With this obstruction, less oxygen reaches the blood and the brain. In response to the low oxygen level, the brain signals to the airway to unblock itself by tightening up. This causes the individual to gasp or snort abruptly, restoring breathing to normal. Not only is the oxygen flow to the brain decreased, but a deep refreshing sleep is not possible when this happens repeatedly during the night.

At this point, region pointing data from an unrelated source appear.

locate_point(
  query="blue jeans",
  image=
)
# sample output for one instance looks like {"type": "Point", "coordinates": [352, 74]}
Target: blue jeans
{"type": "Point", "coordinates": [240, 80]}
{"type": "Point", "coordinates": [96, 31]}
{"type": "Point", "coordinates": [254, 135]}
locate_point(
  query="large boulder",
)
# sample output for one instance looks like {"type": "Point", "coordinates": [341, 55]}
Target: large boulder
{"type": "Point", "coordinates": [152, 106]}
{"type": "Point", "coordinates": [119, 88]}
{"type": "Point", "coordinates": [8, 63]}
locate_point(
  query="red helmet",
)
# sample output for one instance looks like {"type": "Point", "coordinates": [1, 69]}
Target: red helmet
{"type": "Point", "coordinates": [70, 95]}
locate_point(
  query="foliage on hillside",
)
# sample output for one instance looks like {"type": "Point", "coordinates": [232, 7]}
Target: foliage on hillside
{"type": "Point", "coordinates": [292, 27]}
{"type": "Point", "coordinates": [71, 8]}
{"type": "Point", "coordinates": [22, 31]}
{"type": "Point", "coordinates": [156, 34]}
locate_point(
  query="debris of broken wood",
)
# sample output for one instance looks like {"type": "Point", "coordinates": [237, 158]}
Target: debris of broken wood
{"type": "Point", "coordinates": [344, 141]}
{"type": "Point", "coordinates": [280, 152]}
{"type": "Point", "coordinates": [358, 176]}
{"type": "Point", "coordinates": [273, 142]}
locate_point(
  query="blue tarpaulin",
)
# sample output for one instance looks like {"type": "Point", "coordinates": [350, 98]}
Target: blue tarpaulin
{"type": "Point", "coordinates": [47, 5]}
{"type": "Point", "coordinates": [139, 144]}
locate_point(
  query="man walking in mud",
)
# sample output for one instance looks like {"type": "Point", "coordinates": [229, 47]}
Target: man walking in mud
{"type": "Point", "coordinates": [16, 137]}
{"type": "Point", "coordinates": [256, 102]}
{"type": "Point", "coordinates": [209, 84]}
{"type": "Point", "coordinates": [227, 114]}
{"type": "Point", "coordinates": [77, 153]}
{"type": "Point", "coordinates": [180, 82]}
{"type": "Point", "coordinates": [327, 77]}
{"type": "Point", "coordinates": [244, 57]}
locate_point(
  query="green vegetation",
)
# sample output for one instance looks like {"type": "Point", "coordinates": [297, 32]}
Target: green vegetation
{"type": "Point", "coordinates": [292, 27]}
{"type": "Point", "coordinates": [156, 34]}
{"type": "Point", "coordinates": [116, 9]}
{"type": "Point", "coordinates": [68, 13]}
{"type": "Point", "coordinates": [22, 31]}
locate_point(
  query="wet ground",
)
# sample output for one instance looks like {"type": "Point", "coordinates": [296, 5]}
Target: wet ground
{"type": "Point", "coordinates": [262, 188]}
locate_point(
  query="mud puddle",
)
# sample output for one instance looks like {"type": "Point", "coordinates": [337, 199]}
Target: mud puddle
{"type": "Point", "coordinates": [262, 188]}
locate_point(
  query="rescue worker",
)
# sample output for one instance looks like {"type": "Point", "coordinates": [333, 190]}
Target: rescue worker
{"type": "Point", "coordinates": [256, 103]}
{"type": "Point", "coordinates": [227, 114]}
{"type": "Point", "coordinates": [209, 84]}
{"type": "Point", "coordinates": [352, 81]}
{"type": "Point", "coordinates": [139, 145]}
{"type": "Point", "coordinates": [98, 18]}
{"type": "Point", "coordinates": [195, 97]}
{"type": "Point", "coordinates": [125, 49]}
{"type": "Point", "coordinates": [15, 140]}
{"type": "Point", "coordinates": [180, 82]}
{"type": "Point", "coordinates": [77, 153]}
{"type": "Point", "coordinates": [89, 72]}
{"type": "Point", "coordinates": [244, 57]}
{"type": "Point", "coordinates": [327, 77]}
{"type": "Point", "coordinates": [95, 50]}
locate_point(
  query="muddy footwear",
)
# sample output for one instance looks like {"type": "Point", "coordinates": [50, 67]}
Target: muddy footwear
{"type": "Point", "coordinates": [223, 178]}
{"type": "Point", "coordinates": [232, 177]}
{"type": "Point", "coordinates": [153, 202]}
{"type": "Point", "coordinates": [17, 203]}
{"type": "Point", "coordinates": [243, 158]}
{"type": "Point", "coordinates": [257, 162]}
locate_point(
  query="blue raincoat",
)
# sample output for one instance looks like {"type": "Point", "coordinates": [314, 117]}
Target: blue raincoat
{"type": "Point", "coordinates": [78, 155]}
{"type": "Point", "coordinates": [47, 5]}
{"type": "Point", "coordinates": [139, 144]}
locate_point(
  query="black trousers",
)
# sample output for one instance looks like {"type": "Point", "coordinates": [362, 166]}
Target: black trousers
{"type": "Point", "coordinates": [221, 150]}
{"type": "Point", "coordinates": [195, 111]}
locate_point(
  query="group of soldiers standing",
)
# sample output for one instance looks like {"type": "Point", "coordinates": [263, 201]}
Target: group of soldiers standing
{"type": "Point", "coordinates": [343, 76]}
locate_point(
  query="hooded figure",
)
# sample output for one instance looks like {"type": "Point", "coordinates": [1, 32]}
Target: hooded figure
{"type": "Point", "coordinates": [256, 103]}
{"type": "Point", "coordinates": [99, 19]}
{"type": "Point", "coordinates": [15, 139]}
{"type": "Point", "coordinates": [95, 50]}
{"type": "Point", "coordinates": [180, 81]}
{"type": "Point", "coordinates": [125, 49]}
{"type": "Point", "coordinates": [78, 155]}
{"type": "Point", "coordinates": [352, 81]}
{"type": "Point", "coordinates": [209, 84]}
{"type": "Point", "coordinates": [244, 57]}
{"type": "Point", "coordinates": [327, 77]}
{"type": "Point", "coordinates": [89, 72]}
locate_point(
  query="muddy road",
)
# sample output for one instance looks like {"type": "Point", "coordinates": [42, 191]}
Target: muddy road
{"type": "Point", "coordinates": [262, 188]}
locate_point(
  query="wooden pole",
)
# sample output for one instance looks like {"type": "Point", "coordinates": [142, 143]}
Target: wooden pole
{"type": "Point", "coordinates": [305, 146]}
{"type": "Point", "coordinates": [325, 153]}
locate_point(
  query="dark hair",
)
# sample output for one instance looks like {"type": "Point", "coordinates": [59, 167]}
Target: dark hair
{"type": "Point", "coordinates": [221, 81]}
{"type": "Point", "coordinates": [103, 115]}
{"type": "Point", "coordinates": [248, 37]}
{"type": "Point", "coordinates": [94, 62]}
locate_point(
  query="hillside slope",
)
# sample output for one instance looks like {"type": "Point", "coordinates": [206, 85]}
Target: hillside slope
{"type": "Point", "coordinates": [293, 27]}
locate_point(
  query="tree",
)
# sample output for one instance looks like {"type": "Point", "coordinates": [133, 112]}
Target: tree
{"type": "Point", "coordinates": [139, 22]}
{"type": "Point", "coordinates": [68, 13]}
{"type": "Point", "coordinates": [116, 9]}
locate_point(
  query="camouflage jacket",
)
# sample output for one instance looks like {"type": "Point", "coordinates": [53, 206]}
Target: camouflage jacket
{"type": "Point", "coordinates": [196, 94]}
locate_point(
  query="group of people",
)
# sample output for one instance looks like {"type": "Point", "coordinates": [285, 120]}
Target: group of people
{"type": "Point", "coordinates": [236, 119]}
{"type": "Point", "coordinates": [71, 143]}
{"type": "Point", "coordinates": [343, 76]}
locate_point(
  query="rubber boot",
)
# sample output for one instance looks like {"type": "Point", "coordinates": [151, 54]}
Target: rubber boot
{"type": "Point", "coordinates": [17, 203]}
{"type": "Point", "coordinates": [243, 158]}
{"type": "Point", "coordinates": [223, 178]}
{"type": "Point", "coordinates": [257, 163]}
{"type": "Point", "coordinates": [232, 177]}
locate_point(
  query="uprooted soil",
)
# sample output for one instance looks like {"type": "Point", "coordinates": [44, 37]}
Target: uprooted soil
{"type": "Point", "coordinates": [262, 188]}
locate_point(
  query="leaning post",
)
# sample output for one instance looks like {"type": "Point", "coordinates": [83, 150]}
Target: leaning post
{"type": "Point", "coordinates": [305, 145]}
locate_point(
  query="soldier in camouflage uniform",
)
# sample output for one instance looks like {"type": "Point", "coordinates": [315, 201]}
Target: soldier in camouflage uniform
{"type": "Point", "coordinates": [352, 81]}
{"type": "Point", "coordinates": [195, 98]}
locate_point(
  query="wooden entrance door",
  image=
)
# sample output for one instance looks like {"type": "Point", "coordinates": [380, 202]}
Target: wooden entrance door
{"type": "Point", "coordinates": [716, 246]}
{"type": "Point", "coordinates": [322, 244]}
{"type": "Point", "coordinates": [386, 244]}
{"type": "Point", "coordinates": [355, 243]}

The disrupted sleep leaves the sufferer exhausted after a night of on-again, off-again sleep. This is also known to cause headaches, moodiness, daytime sleepiness and an inability to function properly.
Is There Good News?
Yes. Help available for obstructive sleep apnea. Working with your physician, Forum Dental Group can create a custom-fitted, comfortable device that fits over the teeth and assists in keeping the airway open during sleep allowing for normal breathing during sleep.
Steps to Minimize Snoring & the Frequencies of Apnea.
- Avoid strenuous exercise within two to three hours of bedtime.
- Reduce nasal congestion
- Ensure there is a quiet and dark sleep environment that has a consistent & comfortable temperature.
- Avoid large meals prior to bedtime.
- Avoid alcohol within four hours of bedtime.
- Avoid caffeine, nicotine or any other stimulants within four hours of bedtime.
- Lose extra pounds if you are overweight.
If you think you might have sleep apnea, see your physician. Together, we can find am effective and comfortable solution.